Não use uma solicitação de permissão para obter permissões que seu código possa precisar, mas esteja preparado para lidar com exceções de segurança se as permissões não forem concedidas.
Observação
A segurança é uma área complexa, e você tem muitas opções para escolher. Para obter mais informações, consulte Principais conceitos de segurança.

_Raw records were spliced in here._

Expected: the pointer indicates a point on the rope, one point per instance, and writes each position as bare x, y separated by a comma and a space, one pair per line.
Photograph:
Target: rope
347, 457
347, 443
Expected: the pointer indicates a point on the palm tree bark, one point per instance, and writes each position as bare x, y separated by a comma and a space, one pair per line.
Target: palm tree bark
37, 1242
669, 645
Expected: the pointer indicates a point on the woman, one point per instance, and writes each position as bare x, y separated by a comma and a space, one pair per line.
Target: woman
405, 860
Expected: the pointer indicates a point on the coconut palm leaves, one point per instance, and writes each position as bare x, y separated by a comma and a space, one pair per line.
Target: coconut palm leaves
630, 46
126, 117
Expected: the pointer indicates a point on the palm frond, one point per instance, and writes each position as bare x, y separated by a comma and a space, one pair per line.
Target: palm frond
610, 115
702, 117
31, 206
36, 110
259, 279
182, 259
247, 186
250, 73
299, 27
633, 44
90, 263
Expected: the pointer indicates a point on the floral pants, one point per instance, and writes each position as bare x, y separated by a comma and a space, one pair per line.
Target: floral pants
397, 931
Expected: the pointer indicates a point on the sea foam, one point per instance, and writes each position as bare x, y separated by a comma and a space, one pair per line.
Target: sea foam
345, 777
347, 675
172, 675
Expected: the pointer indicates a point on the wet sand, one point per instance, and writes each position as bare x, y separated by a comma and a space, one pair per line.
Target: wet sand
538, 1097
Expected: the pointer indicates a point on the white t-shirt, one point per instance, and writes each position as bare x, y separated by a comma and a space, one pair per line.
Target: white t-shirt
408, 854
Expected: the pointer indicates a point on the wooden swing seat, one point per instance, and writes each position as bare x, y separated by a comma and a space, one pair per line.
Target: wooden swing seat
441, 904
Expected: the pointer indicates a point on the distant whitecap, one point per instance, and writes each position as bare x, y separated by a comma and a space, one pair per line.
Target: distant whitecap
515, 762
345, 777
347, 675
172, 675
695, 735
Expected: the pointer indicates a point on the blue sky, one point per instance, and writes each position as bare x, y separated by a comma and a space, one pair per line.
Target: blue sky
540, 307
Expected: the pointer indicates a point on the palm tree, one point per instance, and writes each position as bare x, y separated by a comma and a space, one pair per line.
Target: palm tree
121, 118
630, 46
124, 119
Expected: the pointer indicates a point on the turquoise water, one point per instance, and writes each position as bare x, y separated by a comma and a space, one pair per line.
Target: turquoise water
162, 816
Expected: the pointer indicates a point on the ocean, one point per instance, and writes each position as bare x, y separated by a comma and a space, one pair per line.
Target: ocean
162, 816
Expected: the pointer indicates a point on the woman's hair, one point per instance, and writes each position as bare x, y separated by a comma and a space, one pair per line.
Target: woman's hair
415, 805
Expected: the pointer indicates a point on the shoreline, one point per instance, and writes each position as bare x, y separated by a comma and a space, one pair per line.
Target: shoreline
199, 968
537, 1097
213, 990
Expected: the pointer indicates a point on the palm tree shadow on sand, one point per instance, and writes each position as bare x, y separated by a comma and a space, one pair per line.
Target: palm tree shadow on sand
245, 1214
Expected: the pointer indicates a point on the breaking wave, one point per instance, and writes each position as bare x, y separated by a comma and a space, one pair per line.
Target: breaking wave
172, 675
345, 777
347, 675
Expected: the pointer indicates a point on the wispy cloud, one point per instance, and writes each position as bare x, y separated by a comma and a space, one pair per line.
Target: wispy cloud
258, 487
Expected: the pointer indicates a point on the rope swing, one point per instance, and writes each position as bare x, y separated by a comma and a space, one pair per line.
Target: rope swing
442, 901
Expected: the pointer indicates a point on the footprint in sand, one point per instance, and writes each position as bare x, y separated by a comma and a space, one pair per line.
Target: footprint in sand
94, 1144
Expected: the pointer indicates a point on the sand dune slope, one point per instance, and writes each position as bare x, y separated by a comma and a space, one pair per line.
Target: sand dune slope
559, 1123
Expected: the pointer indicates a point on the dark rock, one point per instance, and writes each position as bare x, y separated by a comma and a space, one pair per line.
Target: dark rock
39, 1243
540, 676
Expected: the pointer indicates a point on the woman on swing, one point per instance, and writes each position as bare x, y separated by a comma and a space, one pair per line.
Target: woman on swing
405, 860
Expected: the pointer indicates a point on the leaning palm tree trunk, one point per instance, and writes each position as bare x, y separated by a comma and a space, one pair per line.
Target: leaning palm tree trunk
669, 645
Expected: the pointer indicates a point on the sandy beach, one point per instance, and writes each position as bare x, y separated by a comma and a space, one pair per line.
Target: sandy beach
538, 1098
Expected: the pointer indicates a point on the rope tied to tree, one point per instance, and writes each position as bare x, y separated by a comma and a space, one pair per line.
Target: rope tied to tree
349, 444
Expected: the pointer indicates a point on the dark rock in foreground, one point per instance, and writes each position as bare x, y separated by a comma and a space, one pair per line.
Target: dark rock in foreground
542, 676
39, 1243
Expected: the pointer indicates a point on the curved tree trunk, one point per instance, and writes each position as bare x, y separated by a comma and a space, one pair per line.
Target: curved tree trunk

No momento do carregamento, as evidências da assemblagem são usadas como entrada para a política de segurança. A diretiva de segurança é estabelecida pela empresa e pelo administrador do computador, bem como pelas configurações de diretiva do usuário, e determina o conjunto de permissões concedidas a todo o código gerenciado quando executado. A política de segurança pode ser estabelecida para o editor da assemblagem (se tiver uma assinatura gerada pela ferramenta de assinatura digital), para o site e a zona (um conceito do Internet Explorer) de onde a assemblagem foi transferida ou para o nome forte da assemblagem. Por exemplo, o administrador de um computador pode estabelecer uma diretiva de segurança que permite que todo o código baixado de um site e assinado por uma determinada empresa de software acesse um banco de dados em um computador, mas não concede acesso para gravar no disco do computador.
Conjuntos com nomes fortes e ferramentas de assinatura
Advertência
Não confie em nomes fortes para a segurança. Eles fornecem apenas uma identidade única.
Você pode assinar uma montagem de duas maneiras diferentes, mas complementares: com um nome forte ou usando SignTool.exe (Ferramenta de Assinatura). A assinatura de um assembly com um nome forte adiciona criptografia de chave pública ao arquivo que contém o manifesto do assembly. A assinatura de nome forte ajuda a verificar a unicidade do nome, prevenir a falsificação de nomes e fornecer uma identidade verificada aos chamadores quando uma referência é resolvida.
Nenhum nível de confiança está associado a um nome forte, o que torna SignTool.exe (Sign Tool) importante. As duas ferramentas de assinatura exigem que um editor prove sua identidade a uma autoridade terceirizada e obtenha um certificado. Esse certificado é então incorporado ao seu arquivo e pode ser usado por um administrador para decidir se confia na autenticidade do código.
Você pode dar um nome forte e uma assinatura digital criada com SignTool.exe (Ferramenta de Assinatura) a uma assemblagem, ou então usar apenas um deles. As duas ferramentas de assinatura podem assinar apenas um arquivo de cada vez; Para um assembly multifile, você assina o arquivo que contém o manifesto do assembly. Um nome forte é armazenado no arquivo que contém o manifesto do assembly, mas uma assinatura criada usando SignTool.exe (Sign Tool) é armazenada em um slot reservado no arquivo executável portátil (PE) que contém o manifesto do assembly. A assinatura de um assembly usando SignTool.exe (Ferramenta de Assinatura) pode ser utilizada (com ou sem um nome forte) quando já tem uma hierarquia de confiança que dependa de assinaturas geradas pelaSignTool.exe (Ferramenta de Assinatura), ou quando a sua política utiliza apenas a parte da chave e não verifica uma cadeia de confiança.
Observação
Ao usar simultaneamente um nome forte e uma assinatura digital numa ferramenta de assinatura em um assembly, o nome forte deve ser atribuído primeiro.
O Common Language Runtime também executa uma verificação de hash; o manifesto do assembly contém uma lista de todos os arquivos que compõem o assembly, incluindo um hash de cada arquivo conforme existia quando o manifesto foi criado. À medida que cada arquivo é carregado, seu conteúdo é colocado em hash e comparado com o valor de hash armazenado no manifesto. Se os dois hashes não corresponderem, a montagem falhará ao carregar.
A forte nomenclatura e assinatura usando SignTool.exe (Sign Tool) garantem a integridade através de assinaturas digitais e certificados. Todas as tecnologias mencionadas, ou seja, verificação de hash, nomenclatura forte e assinatura usando SignTool.exe (Sign Tool), trabalham juntas para garantir que o assembly não tenha sido alterado de forma alguma.